Whisper icon indicating copy to clipboard operation
Whisper copied to clipboard

Original whisper cpp now as fast as const-me version

Open emcodem opened this issue 1 year ago • 8 comments

Recently the "Mother" project https://github.com/ggerganov/whisper.cpp introduced native nvidia support in their cublas package. https://github.com/ggerganov/whisper.cpp/releases (search for cublas)

In my quick first tests, this is now exactly the same speed as Const-me version is, using large model on A5000 Card, both take 19 seconds on a 4 minute input wav (we must use -bs 1 option in the whispercpp version to compare correctly).

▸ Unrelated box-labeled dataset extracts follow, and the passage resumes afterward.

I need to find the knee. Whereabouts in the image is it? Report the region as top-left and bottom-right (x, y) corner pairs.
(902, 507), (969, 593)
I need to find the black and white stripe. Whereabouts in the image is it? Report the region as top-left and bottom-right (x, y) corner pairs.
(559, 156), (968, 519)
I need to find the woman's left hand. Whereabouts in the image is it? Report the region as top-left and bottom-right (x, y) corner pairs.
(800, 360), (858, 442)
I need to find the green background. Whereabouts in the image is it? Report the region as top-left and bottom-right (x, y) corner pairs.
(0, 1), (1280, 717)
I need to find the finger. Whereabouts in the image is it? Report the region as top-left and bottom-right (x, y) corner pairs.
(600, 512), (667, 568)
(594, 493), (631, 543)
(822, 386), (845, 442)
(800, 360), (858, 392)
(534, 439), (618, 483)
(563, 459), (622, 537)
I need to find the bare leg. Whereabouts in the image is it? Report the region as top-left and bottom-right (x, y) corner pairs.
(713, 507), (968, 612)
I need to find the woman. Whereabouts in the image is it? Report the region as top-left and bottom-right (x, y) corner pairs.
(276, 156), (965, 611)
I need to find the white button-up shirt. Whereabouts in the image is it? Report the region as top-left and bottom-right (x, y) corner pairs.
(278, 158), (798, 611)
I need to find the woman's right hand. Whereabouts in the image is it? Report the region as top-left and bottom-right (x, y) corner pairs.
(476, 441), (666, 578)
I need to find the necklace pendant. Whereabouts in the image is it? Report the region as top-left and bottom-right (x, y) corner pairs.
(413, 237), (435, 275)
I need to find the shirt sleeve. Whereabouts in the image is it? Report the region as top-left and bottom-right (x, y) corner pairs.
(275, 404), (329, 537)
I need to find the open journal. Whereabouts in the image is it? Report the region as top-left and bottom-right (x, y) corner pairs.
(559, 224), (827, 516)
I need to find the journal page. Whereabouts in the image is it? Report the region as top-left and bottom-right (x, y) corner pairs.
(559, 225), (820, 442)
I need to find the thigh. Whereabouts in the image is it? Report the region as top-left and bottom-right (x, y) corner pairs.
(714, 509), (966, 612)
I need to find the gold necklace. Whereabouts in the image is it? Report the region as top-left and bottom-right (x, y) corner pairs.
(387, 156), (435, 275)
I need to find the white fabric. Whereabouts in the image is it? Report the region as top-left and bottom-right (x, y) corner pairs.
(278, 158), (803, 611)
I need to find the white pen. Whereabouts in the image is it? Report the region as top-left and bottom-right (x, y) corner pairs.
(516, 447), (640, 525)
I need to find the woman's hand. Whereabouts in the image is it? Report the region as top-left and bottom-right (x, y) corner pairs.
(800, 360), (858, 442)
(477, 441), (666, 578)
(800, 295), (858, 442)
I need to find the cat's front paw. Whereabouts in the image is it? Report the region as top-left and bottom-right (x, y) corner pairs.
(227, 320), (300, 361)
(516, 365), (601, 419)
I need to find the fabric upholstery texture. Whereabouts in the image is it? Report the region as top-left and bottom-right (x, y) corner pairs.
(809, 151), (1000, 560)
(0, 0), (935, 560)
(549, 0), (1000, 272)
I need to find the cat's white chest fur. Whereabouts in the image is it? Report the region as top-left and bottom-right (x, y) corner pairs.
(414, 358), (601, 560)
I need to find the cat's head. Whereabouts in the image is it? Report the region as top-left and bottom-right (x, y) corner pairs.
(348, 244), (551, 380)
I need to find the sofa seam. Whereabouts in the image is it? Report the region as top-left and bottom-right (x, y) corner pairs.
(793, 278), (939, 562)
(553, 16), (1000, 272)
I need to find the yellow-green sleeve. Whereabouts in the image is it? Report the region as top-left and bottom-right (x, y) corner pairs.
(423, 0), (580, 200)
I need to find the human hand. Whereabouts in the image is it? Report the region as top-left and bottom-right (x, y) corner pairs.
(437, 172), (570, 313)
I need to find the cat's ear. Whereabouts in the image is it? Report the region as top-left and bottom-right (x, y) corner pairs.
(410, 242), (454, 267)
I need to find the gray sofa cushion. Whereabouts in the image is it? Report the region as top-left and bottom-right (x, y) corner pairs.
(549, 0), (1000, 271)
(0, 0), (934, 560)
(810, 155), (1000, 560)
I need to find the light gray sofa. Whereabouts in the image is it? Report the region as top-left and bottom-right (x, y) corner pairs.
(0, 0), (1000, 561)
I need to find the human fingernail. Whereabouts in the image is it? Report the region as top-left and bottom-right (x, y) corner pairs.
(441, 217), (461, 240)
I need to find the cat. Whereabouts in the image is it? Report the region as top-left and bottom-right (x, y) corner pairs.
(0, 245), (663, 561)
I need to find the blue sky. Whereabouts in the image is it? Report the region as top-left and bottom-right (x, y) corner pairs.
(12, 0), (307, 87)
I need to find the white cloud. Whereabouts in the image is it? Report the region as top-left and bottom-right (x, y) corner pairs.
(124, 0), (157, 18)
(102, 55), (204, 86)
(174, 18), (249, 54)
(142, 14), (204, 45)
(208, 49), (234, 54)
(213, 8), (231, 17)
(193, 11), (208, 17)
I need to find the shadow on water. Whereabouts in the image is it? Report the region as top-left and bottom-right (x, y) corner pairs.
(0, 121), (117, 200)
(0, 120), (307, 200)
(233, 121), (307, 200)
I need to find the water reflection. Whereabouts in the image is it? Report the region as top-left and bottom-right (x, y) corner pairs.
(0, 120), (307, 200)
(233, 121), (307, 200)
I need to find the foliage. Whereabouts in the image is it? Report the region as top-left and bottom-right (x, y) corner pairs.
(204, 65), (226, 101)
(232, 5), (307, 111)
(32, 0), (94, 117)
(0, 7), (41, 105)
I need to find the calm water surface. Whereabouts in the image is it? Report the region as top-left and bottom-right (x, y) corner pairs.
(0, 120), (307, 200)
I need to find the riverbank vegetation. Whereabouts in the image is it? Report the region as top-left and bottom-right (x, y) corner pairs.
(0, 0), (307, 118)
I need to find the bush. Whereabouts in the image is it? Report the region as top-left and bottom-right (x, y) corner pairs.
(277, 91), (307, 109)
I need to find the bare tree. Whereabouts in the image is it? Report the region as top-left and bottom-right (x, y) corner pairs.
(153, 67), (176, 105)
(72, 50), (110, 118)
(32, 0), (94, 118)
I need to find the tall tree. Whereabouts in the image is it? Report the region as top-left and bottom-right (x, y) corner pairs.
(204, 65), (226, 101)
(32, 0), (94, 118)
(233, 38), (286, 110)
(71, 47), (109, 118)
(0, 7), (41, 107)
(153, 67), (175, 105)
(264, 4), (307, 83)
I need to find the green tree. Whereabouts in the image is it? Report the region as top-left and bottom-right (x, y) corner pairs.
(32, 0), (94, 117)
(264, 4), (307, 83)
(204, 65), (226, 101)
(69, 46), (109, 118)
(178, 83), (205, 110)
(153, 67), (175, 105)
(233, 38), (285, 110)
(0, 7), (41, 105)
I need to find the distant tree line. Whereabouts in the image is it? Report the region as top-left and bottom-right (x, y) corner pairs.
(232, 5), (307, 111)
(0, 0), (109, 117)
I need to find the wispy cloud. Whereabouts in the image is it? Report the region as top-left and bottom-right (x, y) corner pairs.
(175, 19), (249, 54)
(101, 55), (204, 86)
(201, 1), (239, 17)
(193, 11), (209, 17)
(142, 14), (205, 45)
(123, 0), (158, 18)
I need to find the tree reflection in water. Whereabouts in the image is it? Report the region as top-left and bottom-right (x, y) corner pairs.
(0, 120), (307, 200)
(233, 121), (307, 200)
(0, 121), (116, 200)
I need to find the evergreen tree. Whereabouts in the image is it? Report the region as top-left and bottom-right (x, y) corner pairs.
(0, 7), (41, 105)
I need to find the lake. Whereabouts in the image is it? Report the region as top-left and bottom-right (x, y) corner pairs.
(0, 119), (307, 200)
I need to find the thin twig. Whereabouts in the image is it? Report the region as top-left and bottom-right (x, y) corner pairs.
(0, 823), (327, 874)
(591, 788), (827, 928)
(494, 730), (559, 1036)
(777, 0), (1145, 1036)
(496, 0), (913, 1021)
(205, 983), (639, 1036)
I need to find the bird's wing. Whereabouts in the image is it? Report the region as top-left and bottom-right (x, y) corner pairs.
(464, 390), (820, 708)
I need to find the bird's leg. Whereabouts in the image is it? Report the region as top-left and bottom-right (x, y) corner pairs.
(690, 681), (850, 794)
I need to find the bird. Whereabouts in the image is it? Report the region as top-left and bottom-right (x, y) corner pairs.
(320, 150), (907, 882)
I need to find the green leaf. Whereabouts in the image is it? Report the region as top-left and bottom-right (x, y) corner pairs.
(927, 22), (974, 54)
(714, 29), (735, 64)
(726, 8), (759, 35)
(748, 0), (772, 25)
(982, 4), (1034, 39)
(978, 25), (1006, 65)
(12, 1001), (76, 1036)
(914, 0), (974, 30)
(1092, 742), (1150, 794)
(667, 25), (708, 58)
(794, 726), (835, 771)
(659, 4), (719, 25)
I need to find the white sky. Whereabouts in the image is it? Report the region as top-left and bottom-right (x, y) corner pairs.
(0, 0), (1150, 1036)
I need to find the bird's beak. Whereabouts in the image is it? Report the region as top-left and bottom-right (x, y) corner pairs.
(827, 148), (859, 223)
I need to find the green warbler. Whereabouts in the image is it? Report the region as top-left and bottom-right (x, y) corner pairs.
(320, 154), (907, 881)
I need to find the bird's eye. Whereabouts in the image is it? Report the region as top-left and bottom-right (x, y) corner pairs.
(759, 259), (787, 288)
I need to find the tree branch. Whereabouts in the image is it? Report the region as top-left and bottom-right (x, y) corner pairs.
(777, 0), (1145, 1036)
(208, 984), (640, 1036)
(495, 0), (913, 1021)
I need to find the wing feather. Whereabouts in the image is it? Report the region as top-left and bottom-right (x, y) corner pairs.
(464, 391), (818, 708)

This of course means that i will not invest anymore efforts into the Const-me version anymore because the other project is heavily maintained while the Const-me version is effectively dead. Anyways, thanks to @Const-me for all the efforts, i am sure your code helped the guys from the whisper.cpp team a lot to implement the native nvidia support!

emcodem avatar Nov 25 '23 23:11 emcodem

so this doesn't work on AMD/Intel GPUs? well that can't be good!

edit: i see a ggml-opencl.cpp so maybe it's ok.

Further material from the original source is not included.